DatabaseSource requires new SqlConnection even if an open Connection exists!

FranzBl commented 5 years ago

I already posted this issue in the thread about DatabaseLoader (that is now closed). Since no one gave a comment to this, perhaps it was overseen. In my view it is a design problem in the implementation of the ML-SQL-Interface:

DatabaseLoader requires its own database connection:

DatabaseSource dbSource = new DatabaseSource(SqlClientFactory.Instance, connectionString, sqlCommand); DatabaseLoader loader = mlContext.Data.CreateDatabaseLoader();

I suppose the idea behind this is that software developers will train their models in standalone programs that are not delivered with their software, to which only the trained models are passed. I would like to integrate model training in a larger Windows forms solution. There the model will not be static, but the training data will grow with time, when new values are detected and stored in the database. So a regular training of the model will be required to enhance performance. This should be done within the Windows program, whenever a new chunk of data is stored in the database. In this Windows program a SqlConnection is open all the time, from beginning to the end. So wouldn't if make sense if DatabaseSource would have an additional constructor to pass this existing SqlConnection instead of opening a new one? It is clear that during the time when DatabaseLoader reads the data table, there should be no new data to be stored in the database, to avoid interlock effects. But knowing this, it might be implemented without problems. New data for the database are produced only in certain time windows during day, and the model training could take place at night. Will there be no problem at all to open a new SqlConnection within a program that already has another one open?
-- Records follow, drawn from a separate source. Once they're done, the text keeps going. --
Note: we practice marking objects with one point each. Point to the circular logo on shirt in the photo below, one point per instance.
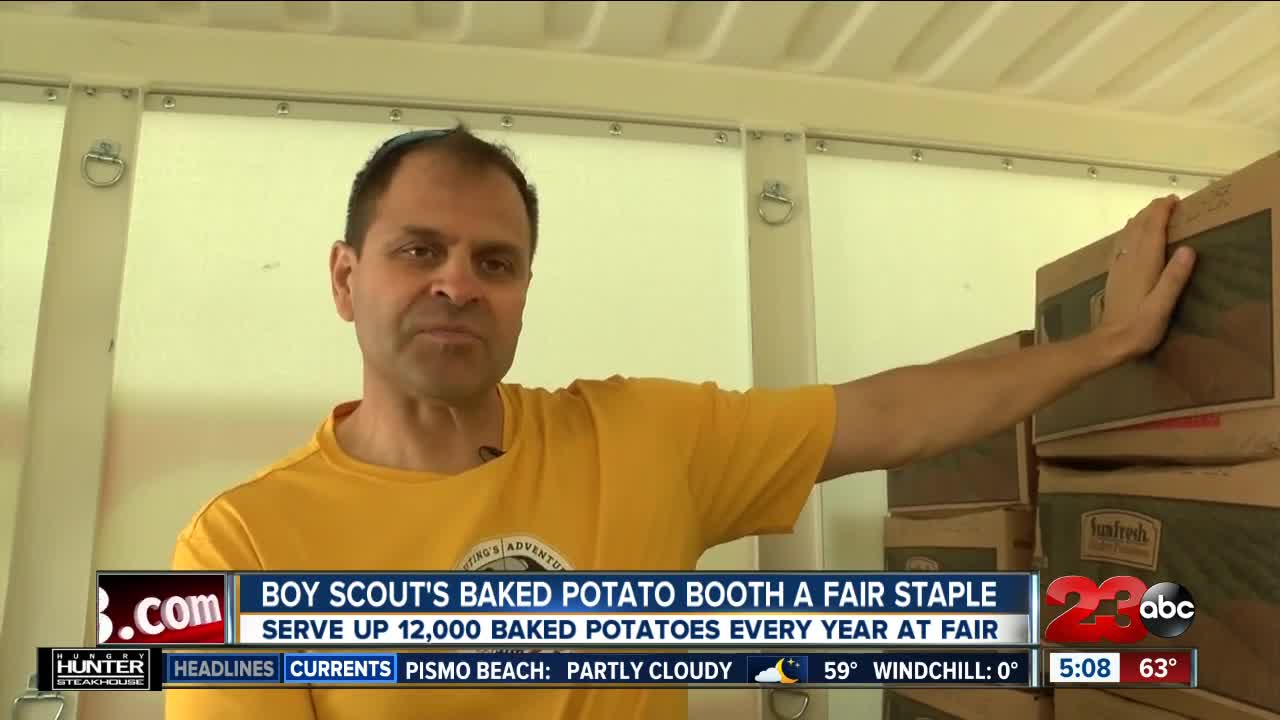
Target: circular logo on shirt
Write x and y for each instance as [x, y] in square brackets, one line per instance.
[513, 554]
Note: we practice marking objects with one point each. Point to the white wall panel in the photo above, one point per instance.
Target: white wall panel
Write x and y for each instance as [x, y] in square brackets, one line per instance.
[229, 351]
[30, 141]
[915, 261]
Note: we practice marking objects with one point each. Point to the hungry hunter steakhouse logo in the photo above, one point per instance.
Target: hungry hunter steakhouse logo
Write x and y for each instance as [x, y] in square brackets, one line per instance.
[101, 669]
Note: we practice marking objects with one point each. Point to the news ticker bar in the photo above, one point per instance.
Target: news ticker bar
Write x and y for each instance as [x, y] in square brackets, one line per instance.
[155, 669]
[562, 610]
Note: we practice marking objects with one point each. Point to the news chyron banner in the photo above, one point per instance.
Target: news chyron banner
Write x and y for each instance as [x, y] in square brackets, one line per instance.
[570, 610]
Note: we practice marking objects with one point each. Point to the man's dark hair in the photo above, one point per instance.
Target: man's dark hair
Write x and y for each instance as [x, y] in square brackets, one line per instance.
[457, 142]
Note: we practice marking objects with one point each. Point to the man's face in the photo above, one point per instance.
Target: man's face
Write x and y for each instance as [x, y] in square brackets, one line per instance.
[438, 291]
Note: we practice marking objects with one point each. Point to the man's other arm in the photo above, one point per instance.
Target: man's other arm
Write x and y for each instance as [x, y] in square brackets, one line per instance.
[919, 411]
[218, 542]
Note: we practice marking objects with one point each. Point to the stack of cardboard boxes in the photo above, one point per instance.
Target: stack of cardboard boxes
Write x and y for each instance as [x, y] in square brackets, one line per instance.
[1169, 468]
[969, 510]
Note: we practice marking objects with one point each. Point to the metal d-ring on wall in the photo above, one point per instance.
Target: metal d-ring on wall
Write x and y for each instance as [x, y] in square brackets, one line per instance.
[104, 151]
[778, 714]
[776, 192]
[36, 696]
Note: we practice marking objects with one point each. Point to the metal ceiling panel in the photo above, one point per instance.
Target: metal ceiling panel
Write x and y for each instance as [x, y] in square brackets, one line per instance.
[1219, 62]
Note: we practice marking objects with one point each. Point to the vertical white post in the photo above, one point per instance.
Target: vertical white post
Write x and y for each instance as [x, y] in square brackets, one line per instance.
[51, 573]
[784, 343]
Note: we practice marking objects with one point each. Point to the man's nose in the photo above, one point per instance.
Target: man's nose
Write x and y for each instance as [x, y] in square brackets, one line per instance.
[456, 281]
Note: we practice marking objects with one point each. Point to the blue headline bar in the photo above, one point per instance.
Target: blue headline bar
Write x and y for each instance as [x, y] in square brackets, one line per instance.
[643, 592]
[872, 669]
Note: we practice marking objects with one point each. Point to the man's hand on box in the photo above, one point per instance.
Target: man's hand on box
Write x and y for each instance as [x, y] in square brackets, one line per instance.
[1142, 288]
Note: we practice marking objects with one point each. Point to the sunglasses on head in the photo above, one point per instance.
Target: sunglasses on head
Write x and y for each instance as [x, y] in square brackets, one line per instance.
[408, 139]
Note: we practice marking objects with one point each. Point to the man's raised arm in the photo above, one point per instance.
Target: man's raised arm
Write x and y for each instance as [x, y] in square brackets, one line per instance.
[919, 411]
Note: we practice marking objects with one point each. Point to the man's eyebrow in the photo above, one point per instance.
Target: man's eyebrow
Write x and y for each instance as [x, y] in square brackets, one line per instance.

CESARDELATORRE commented 5 years ago

Adding @tannergooding and @eerhardt who implemented that class. What's the reason you want to have a "a SqlConnection is open all the time, from beginning to the end of the WinForms app"?

When using a DbConnection the best practice is to minimize the time the connection is open by closing it as soon as possible. Since commonly you can use 'Connection Pooling' you shouldn't worry about the time for re-opening additional connections.

But the main reason we're currently not allowing the user to provide an existing DbConnection I think it is because we need to make sure each new dataset of the data happens on a separate DbContext and DbConnection. Otherwise, a user could potentially try to use the same DbConnection for multiple IDataViews and different trainings. That's an issue since the fundamental problem is that DbConnection implementations (different RDBMS) are not thread-safe, and even worse, many of them don't even support MARS (multiple active result sets).

See the following related issue for more context: https://github.com/dotnet/machinelearning/issues/2159#issuecomment-513394402

Also this one although in that case it is talking about the .LoadFromEnumerable() instead of the DatabaseLoader: https://github.com/dotnet/machinelearning/issues/2159#issuecomment-513380218

Additionally, if you maintain a DbConnection open for a long time, chances of having that connection broken by any transient network issue is higher.

Therefore, what's the reason you want to have a "a SqlConnection is open all the time, from beginning to the end of the WinForms app"?

In any case, @tannergooding and @eerhardt, do you see any additional downsize/risk if we overload the constructor and allow to provide an existing DbConnection?

FranzBl commented 5 years ago

--> "What's the reason you want to have a "a SqlConnection is open all the time, from beginning to the end of the WinForms app"?"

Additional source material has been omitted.